Saúde, mobilidade, logística e desenvolvimento social são algumas das áreas em destaque no Plano Estratégico da Comunidade Intermunicipal (CIM) das Beiras e Serra da Estrela. O documento com os projetos considerados estruturantes para o desenvolvimento da região está fechado e já foi aprovado, por unanimidade, pelos 15 autarcas que constituem o Conselho Intermunicipal. As propostas vão agora passar pelo crivo da Comissão de Coordenação e Desenvolvimento Regional (CCDRC), que tem a última palavra sobre o financiamento a atribuir.
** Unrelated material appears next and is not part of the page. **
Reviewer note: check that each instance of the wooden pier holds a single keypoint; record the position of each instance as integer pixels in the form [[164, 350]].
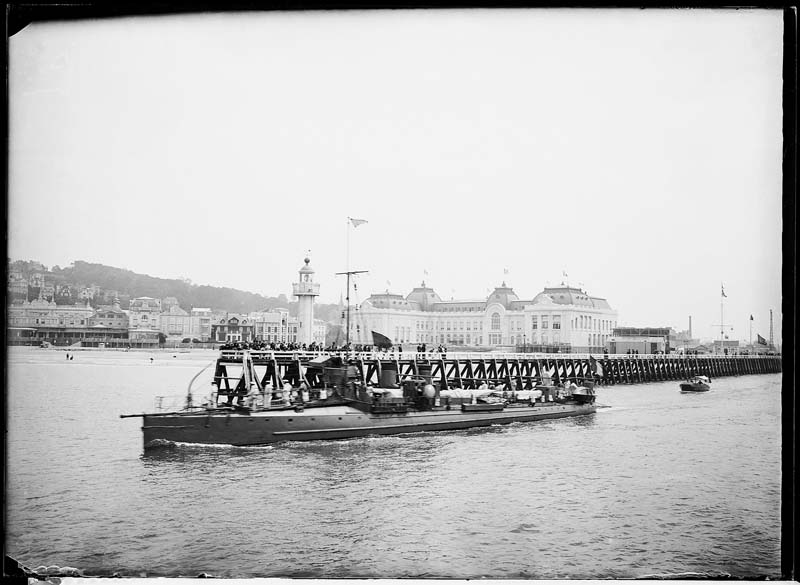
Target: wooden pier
[[238, 370]]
A construção de um centro de excelência na investigação e tratamento de doenças respiratórias na Guarda, de vocação turística, apostando na recuperação dos edifícios do antigo Sanatório Sousa Martins, e a dinamização do setor termal, que tem tido algum destaque nos últimos anos graças às novas estâncias do Cró (Sabugal), Fonte Santa (Almeida) e Longroiva (Mêda), são alguns dos projetos incluídos na área da saúde. No plano da mobilidade, os autarcas recuperaram o aeroporto regional da Covilhã e os túneis da Serra da Estrela, mas não esqueceram a construção dos Itinerários Complementares (IC’s) 6 e 7 na corda da Serra e a conclusão da modernização da linha ferroviária da Beira Baixa entre a Covilhã e a Guarda. Na logística, a Guarda quer a “parte de leão” e pretende consolidar a Plataforma Logística de Iniciativa Empresarial (PLIE) no contexto regional com a construção de um centro de frio. O Plano inclui ainda a construção de terminais ferroviários nalguns parques empresariais.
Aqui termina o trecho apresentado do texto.